Saw the “subversive” picture of the person vandalizing the prop sign on the front page of The Explorer.
Has the mayor printed any pictures of the 200-300 drivers at First and Oracle, every a.m., that run the red light turning right? The answer is no. So much for safety of our community. Why? Not sure.
Off the cuff, I would say he doesn’t care.
Editor’s note: The cover photograph on the Nov. 1 edition of The Explorer was submitted by the Oro Valley Police Department.
Not my Oro Valley
Did you know that 43 years ago, before Oro Valley became a town, our founding fathers promised there would never be a property tax—ever?

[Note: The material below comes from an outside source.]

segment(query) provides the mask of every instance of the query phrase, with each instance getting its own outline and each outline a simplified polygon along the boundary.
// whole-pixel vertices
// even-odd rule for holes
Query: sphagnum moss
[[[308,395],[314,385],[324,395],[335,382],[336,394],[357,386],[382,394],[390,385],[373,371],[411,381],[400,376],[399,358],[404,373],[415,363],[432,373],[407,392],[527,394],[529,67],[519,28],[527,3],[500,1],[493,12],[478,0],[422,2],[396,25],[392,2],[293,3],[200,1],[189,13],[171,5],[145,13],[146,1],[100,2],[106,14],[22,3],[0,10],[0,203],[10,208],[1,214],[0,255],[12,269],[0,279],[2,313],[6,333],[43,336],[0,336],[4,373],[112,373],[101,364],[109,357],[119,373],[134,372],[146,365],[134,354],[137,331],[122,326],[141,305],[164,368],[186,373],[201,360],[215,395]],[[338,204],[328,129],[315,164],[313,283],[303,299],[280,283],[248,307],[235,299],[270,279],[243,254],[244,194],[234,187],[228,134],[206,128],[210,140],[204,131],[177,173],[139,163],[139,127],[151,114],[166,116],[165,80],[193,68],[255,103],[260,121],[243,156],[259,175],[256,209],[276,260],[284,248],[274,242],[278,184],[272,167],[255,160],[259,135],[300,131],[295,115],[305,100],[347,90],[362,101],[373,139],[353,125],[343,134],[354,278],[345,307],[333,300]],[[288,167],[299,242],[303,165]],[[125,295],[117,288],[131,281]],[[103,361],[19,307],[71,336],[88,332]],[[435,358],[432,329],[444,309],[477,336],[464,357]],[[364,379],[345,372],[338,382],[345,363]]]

I know that times change, and those on our current town council believe that an expanded Naranja Park with additional sports fields and a playground is important to our town, and I don’t disagree. This would be a lovely amenity for our town, and when we can afford it, we should provide it. Since 2008 (the last time we voted down a bond plan) the town has been developing the park on a pay-as-you-go basis, and that’s how we should continue its development.
I’m assuming that most of us who want to do any kind of home remodel, save money for it, and proceed with that remodel as we can afford it. We don’t ask our neighbors to help pay for it. It seems that this council just decides the town needs something and is totally willing to spend our money to make it happen. Consider the sales tax increase to pay for the community center. The community center purchase was not a bad idea, but the town couldn’t afford it, and now we are finding out that it is a way more expensive proposition than we were led to believe.
I’m concerned that the Naranja Park will be the same type of situation, and frankly, I don’t want a property tax, which I was told would never be imposed on my home for a park I will probably never frequent. And the town calling it a “secondary property tax” is a joke. The operative words are property tax! Has the town discussed using fields of the Amphitheater school district? The town is considering what to do with all the golf courses it now owns. Can one of them be used as fields—has that even been contemplated?
So my question comes to be—why not have the people who think this park enhancement is such a great idea pay for the park with a users’ fee? There are still some folks on fixed incomes who cannot afford paying for the burden of playgrounds and sports fields that they will never use. That truly is taxation without representation.
Editor’s Note: This letter was shortened to fit the word count limit.